All over the world, in this gloom of double-digit recession and unemployment, the Arts are fighting a war of survival. Countries are cutting back everywhere and naturally the greatest beneficiaries of state funding will be putting up the greatest fight. All that is to be expected. The Arts, like Premiership football, is a game of two halves; the upper half of football’s aristocracy out-earns many a national budget, while the superstars of the Arts can sell a drunken doodle on a dinner napkin for a small fortune. So there will probably be some schadenfreude mixed into the public sympathy at the thought of millionaire tenors being turfed out by broke opera houses… or painters with swank basements full of canvases whose most faithful customers had been public galleries.
In the real world after all, one has first to rent a set of walls before worrying about the paintings to put on them. And yet, the Funding Question throws up the stark reality that the recession had probably started decades ago for most Arts workers. Amateur hobbyists have decimated the lower echelons of practising artists. (It doesn’t take much to become a ‘photographer’ these days. A clever smartphone is a good start and with many a prosumer camera, too many professional photographers are already outclassed by their clients – at least in the equipment stakes.) Likewise, the democratisation of the Arts dissolves the borders between struggling artists and keen hobbyists. For every successful artist there are tens of thousands who will never be, who mortgage their lives to their dreams: actors looking for the role, artists toiling on their ‘masterpiece’ with the last light of ruined eyes… they have mastered their art, but they will never quite comprehend the brutal economics of the captured audience. And through all that, the Arts must struggle with the reputation of being the Welfare Basket Case of modern society. The ultimately useless sibling of the Crafts.
Yet, anyone who has seen ancient art that has mesmerised audiences for centuries, perhaps a Benin, or Ife bronze, or the thousand-year old roped pot from Igbo-Ukwu (pictured above), will understand what aspects of our civilisation will ultimately endure. Such a one will recognise the irrelevance of politicians and financiers over timeless art. They will also realise the mountains of chaff that have to be negotiated to find truly sublime work. Work that will survive textbooks by contemporary zealots of style. Styles that will grow out of fashion even before we are cold in our graves. Graves that will yield their treasures in millennia to come, when when our technology will be housed in the Museum of the Primitives while the best of our art will draw the same gasps of awe that they draw today.

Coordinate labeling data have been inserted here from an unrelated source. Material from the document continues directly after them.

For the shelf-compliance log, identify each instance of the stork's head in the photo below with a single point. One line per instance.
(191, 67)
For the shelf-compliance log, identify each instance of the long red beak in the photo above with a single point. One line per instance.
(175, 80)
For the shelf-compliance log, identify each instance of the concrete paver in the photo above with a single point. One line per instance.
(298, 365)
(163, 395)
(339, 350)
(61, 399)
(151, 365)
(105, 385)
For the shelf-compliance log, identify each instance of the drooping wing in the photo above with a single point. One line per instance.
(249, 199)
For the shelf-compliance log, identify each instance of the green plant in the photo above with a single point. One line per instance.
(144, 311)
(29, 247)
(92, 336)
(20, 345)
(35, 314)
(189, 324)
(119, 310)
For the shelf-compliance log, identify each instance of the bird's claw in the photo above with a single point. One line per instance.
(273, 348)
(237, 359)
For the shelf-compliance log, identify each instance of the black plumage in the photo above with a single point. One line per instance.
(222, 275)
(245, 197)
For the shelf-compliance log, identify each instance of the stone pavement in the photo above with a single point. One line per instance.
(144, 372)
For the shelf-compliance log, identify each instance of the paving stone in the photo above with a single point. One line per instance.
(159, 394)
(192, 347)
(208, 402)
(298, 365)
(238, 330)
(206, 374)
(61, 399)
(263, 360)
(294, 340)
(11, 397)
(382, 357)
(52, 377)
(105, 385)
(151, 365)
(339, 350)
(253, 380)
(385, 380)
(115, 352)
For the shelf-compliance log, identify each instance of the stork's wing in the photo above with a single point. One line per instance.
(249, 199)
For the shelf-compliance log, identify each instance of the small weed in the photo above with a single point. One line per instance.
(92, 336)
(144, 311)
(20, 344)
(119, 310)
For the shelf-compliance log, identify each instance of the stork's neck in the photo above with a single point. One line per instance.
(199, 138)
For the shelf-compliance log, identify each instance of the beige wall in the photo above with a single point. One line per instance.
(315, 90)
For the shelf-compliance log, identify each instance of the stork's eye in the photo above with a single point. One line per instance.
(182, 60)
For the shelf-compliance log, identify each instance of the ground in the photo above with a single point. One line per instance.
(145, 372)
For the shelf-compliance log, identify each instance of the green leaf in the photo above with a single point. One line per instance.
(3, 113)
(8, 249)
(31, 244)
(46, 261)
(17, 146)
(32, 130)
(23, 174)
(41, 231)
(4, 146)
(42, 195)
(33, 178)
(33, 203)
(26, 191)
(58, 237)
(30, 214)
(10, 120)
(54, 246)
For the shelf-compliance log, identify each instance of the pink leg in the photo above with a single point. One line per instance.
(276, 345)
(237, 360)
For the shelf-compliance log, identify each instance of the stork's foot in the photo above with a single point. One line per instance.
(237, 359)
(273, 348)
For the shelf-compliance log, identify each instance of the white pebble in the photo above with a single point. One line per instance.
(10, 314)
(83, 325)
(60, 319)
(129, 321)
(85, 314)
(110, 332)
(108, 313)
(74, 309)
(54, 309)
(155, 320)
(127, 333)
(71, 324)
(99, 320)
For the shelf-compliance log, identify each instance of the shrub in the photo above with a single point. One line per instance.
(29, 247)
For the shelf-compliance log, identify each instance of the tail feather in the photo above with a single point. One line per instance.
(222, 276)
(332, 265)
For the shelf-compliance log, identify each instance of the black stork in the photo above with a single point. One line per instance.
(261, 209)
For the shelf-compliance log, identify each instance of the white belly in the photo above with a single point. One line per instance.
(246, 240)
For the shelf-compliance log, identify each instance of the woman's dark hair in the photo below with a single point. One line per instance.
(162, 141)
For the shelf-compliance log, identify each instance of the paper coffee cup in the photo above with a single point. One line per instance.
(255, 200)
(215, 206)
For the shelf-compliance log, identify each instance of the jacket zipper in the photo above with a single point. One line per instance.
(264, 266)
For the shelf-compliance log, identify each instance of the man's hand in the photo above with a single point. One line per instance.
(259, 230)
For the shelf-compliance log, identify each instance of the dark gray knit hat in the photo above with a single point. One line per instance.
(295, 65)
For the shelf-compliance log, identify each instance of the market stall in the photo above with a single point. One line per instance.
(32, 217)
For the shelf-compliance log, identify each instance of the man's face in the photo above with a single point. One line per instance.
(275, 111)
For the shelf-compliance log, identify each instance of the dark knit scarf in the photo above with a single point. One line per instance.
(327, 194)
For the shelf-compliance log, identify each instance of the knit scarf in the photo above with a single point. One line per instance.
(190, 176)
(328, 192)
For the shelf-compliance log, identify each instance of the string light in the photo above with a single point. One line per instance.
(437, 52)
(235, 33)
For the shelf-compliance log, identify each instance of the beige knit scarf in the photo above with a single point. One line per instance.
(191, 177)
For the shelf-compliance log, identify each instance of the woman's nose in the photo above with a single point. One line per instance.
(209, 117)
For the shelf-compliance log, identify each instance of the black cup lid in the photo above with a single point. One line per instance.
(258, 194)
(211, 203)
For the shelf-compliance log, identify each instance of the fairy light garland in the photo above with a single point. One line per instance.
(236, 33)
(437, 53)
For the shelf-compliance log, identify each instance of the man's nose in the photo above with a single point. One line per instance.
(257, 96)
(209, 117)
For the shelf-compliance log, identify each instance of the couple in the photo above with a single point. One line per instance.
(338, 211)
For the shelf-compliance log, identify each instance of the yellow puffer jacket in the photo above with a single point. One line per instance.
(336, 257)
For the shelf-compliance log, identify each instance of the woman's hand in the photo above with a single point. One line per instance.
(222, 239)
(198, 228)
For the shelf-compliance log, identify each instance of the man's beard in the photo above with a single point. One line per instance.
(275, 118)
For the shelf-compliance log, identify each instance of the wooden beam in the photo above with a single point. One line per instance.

Yet the Arts face a greater threat than recession. They face competition from the most unlikely theatre, for instruments of war are increasingly becoming icons of art. Anyone who has ever visited a war museum will confess to the sinister compulsion to stare at those spiked cudgels, those skull-cracker tools from pre-history, those pangas from Rwanda, muskets from France… From Western defence shows to phallic missiles trundling down Pyongyang’s applauding streets, from naval reviews showing off state-of-the-‘art’ nuclear submarines to military brass bands performing with the panache of circus artists… Because military designers know that ultimately, it is the public who will pay for their toys. They know that it is the public who, with their ballot-boxes, decide where they want to get their Art from: a new season of sultry theatre, or the next round of sexy nuclear submarines. Enter the modern Air Show. This year, the 3-4 day party on the Bournemouth beaches was a wash-out… a wet English weekend took care of that, but last year the likes of a Bono concert would have been shamed by the tens of thousands that mobbed the Bournemouth Air show, oohing and aahing at athletic aircraft that smoked, streaked and boomed across the skies. What performance art could top the wing-walkers… the beautiful Red Arrows streaming coloured smoke, the Hurricanes, the Spitfires, the steely grey Eurofighter Typhoon thundering past…
It is probably nothing more than sour grapes from a cavilling artist, this awareness that on a different beach and a different place, the crowds would also be screaming, but not with joy. And that the special-effects smoke from the aircraft would be unnecessary for all the pall and mushroom clouds supplied by actual bombs. The awareness that even this glorious rendition of sublime artistry in the skies was nothing but a practice run for war.